The OPSB has been considerably limited in its duties since the introduction of the all-charter school system in New Orleans, with its current list of duties limited to hiring a superintendent, setting the budget for the school district, voting on industrial tax exemptions, collecting sales taxes, rolling millage rates forwards or back, and overseeing real estate owned by the school board. Dr. Avis Williams was hired as superintendent in 2022 in part due to her experience closing public schools in Alabama. Since her hiring, there have been a number of school “consolidations” lined up, including the closing of the historic “red brick” school Homer Plessy in the French Quarter, which was reversed after facing pushback from parents and teachers. We’ve seen urgency from the Jefferson Parish Public School Board to sell off newly consolidated schools to private real estate developers, and many fear Dr. Williams and the real-estate industry friendly members of OPSB may do the same.

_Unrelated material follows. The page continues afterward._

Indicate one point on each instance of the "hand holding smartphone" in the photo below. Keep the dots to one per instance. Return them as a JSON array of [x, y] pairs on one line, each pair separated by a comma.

While charter networks reap all the rewards of public tax dollars, they do not pay rent nor cover major maintenance and repairs of the public facilities they are using. If the school board continues its “right sizing” of schools and its related facilities, this means more money available for improvements to the remaining schools within the school district that cost less to maintain.
A “yes” vote would renew the existing 4.97 mills property tax for twenty years for repairs, maintenance, and upgrades. A “no” vote would allow the current millage to expire on Dec 31, 2024 unless another millage is proposed next year.